JB: Eddie picked the tunes. Many of which he knew that I was already familiar. I had already sung Jerry all over the world with Louie. (singing) ‘Did you hear about Jerry? Have you heard about Jerry? Great God Almighty he’s a working man’s friend.’ The first
time I sang that song with Louie in Paris we were at the Olympic Theatre. When I got done with the number the audience didn’t make a sound. Come to find out the word “Jerry” was a term used to describe service men in the war. You know like we called Joe or G.I. Joe. I had no Idea. We did a show the next night and that day, in the daily paper in Paris, a writer wrote and explained the song had nothing to do with wartime. I did the number and it brought the house down, standing ovation and everything.

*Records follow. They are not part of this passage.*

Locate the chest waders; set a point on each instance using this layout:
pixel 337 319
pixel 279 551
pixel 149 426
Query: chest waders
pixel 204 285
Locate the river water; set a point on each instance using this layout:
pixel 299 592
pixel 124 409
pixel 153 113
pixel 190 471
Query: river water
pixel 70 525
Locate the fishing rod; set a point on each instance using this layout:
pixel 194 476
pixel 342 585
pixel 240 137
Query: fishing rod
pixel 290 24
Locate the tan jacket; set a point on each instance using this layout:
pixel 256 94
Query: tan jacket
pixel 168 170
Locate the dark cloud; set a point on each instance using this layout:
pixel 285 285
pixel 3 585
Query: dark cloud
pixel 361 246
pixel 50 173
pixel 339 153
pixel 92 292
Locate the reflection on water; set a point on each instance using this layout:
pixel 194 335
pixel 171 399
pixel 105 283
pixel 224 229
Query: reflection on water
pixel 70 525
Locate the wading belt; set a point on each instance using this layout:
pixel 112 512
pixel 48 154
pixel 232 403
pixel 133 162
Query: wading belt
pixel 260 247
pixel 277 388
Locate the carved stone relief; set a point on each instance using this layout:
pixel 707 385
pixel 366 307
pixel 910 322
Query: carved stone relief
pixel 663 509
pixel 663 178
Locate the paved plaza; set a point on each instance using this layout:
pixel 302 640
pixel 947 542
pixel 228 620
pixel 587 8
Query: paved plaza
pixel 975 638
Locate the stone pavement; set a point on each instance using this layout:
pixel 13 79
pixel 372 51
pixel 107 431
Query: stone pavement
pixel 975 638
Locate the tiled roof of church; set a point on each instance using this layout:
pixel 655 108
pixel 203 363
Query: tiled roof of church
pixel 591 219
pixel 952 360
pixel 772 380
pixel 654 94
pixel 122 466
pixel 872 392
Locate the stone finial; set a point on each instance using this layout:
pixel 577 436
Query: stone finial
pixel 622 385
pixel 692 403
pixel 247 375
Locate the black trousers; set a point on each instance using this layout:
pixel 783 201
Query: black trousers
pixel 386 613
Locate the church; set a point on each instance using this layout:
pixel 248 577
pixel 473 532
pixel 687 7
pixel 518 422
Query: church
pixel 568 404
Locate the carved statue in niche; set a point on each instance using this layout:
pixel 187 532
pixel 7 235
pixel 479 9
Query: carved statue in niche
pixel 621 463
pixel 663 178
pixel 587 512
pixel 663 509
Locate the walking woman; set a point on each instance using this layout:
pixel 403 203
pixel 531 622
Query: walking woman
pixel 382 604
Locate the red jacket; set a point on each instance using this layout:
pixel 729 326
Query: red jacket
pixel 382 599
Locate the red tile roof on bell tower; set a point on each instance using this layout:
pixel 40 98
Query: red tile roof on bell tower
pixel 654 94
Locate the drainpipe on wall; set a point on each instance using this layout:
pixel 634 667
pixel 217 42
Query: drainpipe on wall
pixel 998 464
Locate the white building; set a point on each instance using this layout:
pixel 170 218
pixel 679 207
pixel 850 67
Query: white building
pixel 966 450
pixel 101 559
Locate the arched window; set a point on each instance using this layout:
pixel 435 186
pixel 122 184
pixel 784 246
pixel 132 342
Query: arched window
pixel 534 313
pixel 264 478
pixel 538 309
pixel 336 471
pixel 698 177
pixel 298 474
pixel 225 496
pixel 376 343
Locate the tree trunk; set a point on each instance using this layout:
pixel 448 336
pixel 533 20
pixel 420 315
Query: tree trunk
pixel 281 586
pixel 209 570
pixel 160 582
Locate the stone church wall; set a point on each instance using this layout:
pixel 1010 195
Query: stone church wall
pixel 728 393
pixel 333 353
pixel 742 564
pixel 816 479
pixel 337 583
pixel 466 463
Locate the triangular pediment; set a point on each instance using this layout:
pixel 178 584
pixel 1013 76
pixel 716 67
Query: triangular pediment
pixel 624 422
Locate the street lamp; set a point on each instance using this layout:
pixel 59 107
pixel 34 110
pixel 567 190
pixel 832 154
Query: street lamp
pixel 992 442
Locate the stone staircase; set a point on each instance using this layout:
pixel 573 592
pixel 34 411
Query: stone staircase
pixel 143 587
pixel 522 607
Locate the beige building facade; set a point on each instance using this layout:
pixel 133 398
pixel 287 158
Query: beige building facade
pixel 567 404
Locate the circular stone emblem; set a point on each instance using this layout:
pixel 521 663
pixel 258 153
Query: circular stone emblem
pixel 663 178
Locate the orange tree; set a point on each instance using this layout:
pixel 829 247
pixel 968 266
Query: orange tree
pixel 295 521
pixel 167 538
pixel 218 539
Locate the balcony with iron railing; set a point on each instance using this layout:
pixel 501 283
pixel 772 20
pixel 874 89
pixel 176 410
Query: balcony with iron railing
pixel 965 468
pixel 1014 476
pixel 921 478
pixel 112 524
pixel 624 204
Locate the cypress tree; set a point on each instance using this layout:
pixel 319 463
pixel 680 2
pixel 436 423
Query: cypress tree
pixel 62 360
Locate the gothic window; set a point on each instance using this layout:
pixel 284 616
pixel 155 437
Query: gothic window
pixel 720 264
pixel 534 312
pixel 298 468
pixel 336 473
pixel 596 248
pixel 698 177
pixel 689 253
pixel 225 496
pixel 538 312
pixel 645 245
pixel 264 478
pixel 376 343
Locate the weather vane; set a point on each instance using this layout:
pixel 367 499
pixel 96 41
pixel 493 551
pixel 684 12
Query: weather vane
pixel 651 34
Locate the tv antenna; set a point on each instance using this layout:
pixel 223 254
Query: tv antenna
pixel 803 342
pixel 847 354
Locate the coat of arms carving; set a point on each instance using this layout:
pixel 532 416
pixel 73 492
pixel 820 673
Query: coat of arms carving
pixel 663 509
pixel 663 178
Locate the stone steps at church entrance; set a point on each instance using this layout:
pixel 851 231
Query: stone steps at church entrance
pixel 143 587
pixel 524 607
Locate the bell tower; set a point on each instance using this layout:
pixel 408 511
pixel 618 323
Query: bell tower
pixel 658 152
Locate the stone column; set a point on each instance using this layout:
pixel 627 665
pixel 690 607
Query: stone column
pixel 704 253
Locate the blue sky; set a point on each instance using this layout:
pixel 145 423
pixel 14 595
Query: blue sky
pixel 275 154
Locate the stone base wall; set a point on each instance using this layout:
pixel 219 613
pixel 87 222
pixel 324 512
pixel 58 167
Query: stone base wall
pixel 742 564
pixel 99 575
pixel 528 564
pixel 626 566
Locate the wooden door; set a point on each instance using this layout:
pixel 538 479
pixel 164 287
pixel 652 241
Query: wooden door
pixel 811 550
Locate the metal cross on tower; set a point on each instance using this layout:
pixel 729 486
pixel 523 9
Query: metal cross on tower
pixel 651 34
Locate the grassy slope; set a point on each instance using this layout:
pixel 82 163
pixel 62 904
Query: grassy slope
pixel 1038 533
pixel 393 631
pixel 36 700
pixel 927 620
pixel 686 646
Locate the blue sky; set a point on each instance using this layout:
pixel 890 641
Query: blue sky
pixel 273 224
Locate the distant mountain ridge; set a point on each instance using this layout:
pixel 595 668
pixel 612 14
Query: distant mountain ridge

DM: That song goes way back long before World War Two. I believe it’s about a mule. It’s a great song.
JB: I first heard it from Harry Belafonte.
DM: That’s what great songwriting does. It lets people interpret the lyrics to suit their own experiences.
JB: You got that right. I mean a man can interpret it, that a woman is taking care of her business when he’s not at home. (laughs) I have people coming up to me and saying, “Girl, I just love that nasty song you do.” It ain’t nasty at all. (laughs)
DM: A couple of years ago Eddie told me he had planned to take you over to Japan to make a record with this swinging band called, Bloodest Saxophone. Now that record has arrived. It is called, Roller Coaster Boogie and is on Eddie’s new imprint, Dynaflow Records. Let’s talk about that experience going over to Japan and working with that band.
JB: First off the musicians in that band were ABSOUTLY SENSATIONAL! They were so encouraging to me. They wanted my ideas. They were so kind to me. Eddie asked me if I
would do a concert when we were done with our session. It was going to be in downtown Tokyo for the press and the fans. I, of course, agreed. I wanted to help Eddie in any way I can. I agreed knowing I wasn’t going to get paid for the gig. The band gave me their shares. I said, “What is this for?” Eddie told me it was their idea and they insisted. You’ve heard the record Dave, so you know how good these guys are as musicians. Let me tell you they are even better people.
DM: What would you like people to know about Jewel Brown?
JB: My life is an open book. I have nothing to hide. Anything I have ever done, I did it for a reason. If anybody wants to ask me something fine. Ask me anything and I’ll tell you. If it it’s none of your business, I’ll tell you “noneya.”
DM: I am very glad we haven’t had a “noneya.” I have enjoyed this very much. Thank you.
JB: I have too. This has been fun. Remember, you can call me anytime. I’ll pick up anytime, unless I’m on stage.